使用系统调用 sleep,查看xv6文档,找到sleep以及需要使用的write:
| System call | Description |
|---|---|
| int sleep(int n) | Pause for n clock ticks. |
| int write(int fd, char *buf, int n) | Write n bytes from buf to file descriptor fd; returns n. |
根据以上内容就可以完成代码
//sleep.c
#include "kernel/types.h"
#include "kernel/stat.h"
#include "user/user.h"
int main(int argc, char* argv[])
{
if (argc != 2) {
write(1, "Usage: sleep <ticks>\n", 22);
exit(1);
}
for (char* p = argv[1]; *p; p++) {
if (*p < '0' || *p > '9') {
fprintf(2, "sleep: invalid time interval '%s'\n",argv[1]);
exit(1);
}
}
sleep(atoi(argv[1]));
exit(0);
}
之后在Makefile里找到第180行添加
180 UPROGS=\
181 $U/_cat\
182 $U/_echo\
183 $U/_forktest\
184 $U/_grep\
185 $U/_init\
186 $U/_kill\
187 $U/_ln\
188 $U/_ls\
189 $U/_mkdir\
190 $U/_rm\
191 $U/_sh\
192 $U/_sleep\
193 $U/_stressfs\
194 $U/_usertests\
195 $U/_grind\
196 $U/_wc\
197 $U/_zombie\
编译测试
$ ./grade-lab-util sleep
make: 'kernel/kernel' is up to date.
== Test sleep, no arguments == sleep, no arguments: OK (1.1s)
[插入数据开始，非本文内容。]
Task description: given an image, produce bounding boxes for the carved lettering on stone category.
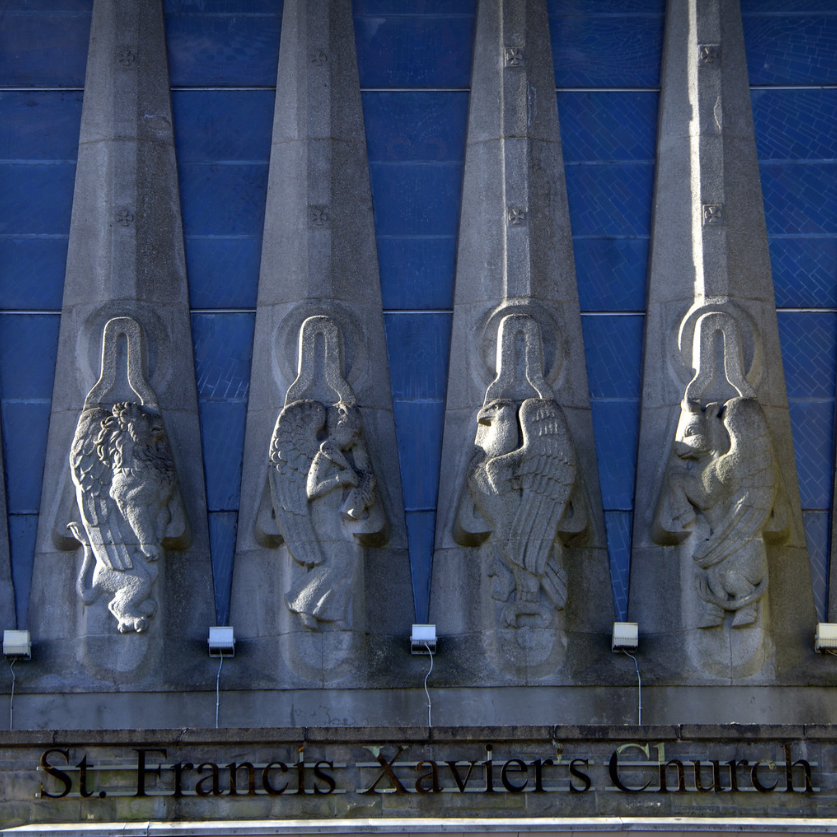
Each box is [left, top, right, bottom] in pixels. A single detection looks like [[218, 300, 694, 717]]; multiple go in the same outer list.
[[67, 317, 189, 633], [698, 44, 721, 67], [258, 316, 387, 630], [454, 314, 586, 629], [654, 311, 787, 628]]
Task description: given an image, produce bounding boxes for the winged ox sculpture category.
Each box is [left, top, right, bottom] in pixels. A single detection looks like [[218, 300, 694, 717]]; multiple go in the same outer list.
[[67, 317, 188, 633], [454, 314, 584, 628]]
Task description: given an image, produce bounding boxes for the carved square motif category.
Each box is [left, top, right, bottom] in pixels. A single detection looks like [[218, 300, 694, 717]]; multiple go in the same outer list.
[[698, 44, 721, 67], [308, 206, 328, 227], [115, 44, 137, 67], [703, 203, 724, 227], [503, 47, 524, 67]]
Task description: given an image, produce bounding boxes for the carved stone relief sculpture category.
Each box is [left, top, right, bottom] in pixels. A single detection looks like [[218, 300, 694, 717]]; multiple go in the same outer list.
[[230, 0, 416, 692], [28, 0, 217, 692], [654, 311, 789, 657], [454, 314, 587, 663], [257, 316, 386, 630], [67, 317, 190, 633]]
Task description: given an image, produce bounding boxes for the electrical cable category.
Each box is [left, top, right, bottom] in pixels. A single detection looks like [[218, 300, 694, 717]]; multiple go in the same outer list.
[[215, 654, 224, 729], [622, 648, 642, 726], [424, 642, 433, 729]]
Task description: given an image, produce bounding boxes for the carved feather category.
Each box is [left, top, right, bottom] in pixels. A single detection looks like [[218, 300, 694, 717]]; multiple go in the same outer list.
[[269, 400, 326, 567], [70, 407, 135, 571]]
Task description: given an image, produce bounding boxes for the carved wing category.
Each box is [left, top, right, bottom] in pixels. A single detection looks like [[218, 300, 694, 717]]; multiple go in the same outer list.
[[694, 398, 779, 569], [70, 407, 135, 571], [487, 398, 576, 578], [269, 400, 326, 567]]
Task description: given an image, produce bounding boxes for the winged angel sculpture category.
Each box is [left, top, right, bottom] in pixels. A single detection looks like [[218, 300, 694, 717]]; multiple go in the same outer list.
[[654, 312, 788, 628], [268, 316, 386, 630], [456, 314, 581, 628], [68, 317, 188, 633]]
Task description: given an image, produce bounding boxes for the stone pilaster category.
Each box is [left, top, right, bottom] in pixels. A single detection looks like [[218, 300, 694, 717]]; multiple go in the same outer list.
[[431, 0, 613, 685], [0, 422, 17, 630], [231, 0, 413, 688], [629, 0, 816, 685], [27, 0, 215, 688]]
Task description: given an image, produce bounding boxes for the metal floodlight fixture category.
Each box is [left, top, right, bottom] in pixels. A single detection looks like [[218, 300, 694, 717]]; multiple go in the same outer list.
[[3, 631, 32, 661], [209, 626, 235, 657], [814, 622, 837, 654], [610, 622, 639, 651], [410, 625, 436, 654]]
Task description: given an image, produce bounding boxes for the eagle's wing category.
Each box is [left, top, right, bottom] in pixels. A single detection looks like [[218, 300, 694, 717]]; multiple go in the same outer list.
[[268, 400, 326, 567], [499, 398, 576, 577], [70, 407, 135, 571], [693, 398, 779, 569]]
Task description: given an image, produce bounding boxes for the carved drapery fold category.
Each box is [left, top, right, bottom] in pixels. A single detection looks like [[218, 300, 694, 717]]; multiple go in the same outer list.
[[67, 317, 191, 633]]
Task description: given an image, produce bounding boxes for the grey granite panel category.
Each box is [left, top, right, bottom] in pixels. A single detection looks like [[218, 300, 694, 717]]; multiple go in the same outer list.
[[629, 0, 816, 684], [430, 0, 620, 684], [26, 0, 214, 693], [230, 0, 413, 688]]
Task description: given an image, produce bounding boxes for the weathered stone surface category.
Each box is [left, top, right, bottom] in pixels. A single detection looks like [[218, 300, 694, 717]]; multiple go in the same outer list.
[[230, 0, 413, 689], [0, 416, 17, 630], [629, 0, 816, 684], [26, 0, 215, 692], [430, 0, 621, 684]]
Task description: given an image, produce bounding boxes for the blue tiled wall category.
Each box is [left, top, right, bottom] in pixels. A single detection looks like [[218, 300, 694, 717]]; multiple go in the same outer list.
[[0, 0, 837, 624]]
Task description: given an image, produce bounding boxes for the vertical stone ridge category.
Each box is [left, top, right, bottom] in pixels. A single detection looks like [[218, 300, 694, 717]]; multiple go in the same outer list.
[[30, 0, 215, 691], [0, 427, 17, 630], [629, 0, 816, 683], [231, 0, 413, 688], [431, 0, 613, 686]]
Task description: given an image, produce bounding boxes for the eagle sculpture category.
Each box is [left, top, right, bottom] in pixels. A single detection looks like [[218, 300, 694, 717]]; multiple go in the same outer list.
[[68, 401, 177, 633], [467, 398, 576, 627], [268, 399, 376, 629]]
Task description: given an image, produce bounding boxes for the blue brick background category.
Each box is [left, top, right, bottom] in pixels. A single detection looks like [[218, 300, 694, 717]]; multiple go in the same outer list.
[[0, 0, 837, 626]]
== Test sleep, returns == sleep, returns: OK (0.7s)
== Test sleep, makes syscall == sleep, makes syscall: OK (1.0s)
pingpong
主要使用的系统调用
| System call | Description |
|---|---|
| int fork() | Create a process, return child’s PID. |
| int wait(int *status) | Wait for a child to exit; exit status in *status; returns child PID. |
| int getpid() | Return the current process’s PID. |
| int write(int fd, char *buf, int n) | Write n bytes from buf to file descriptor fd; returns n. |
| int read(int fd, char *buf, int n) | Read n bytes into buf; returns number read; or 0 if end of file. |
| int close(int fd) | Release open file fd. |
| int pipe(int p[]) | Create a pipe, put read/write file descriptors in p[0] and p[1]. |
// pingpong.c
#include "kernel/types.h"
#include "kernel/stat.h"
#include "user/user.h"
int main(int argc, char* argv[])
{
int p_to_c[2];
int c_to_p[2];
pipe(p_to_c);
pipe(c_to_p);
char buf[1];
if (fork() == 0) {
// Child process code
close(p_to_c[1]);
close(c_to_p[0]);
read(p_to_c[0], buf, sizeof(buf));
fprintf(1, "%d: received ping\n", getpid());
write(c_to_p[1], buf, sizeof(buf));
close(p_to_c[0]);
close(c_to_p[1]);
}
else {
// Parent process code
close(p_to_c[0]);
close(c_to_p[1]);
write(p_to_c[1], "a", sizeof(buf));
read(c_to_p[0], buf, sizeof(buf));
fprintf(1, "%d: received pong\n", getpid());
close(p_to_c[1]);
close(c_to_p[0]);
wait(0);//等待子进程结束
}
exit(0);
}
Makefile添加:
180 UPROGS=\
...
190 $U/_pingpong\
编译测试
$ ./grade-lab-util pingpong
make: 'kernel/kernel' is up to date.
== Test pingpong == pingpong: OK (2.7s)
primes
用pipe和fork实现一个素数筛
核心思想是:每个进程负责一个素数,只传递不能被该素数整除的数字给下一个进程。
prime函数打印当前素数,fork新的进程,子进程递归调用,父进程将不能被当前数整除的用pipe给子进程
| System call | Description |
|---|---|
| int pipe(int p[]) | Create a pipe, put read/write file descriptors in p[0] and p[1]. |
| int read(int fd, char *buf, int n) | Read n bytes into buf; returns number read; or 0 if end of file. |
| int close(int fd) | Release open file fd. |
| int fork() | Create a process, return child’s PID. |
#include "kernel/types.h"
#include "kernel/stat.h"
#include "user/user.h"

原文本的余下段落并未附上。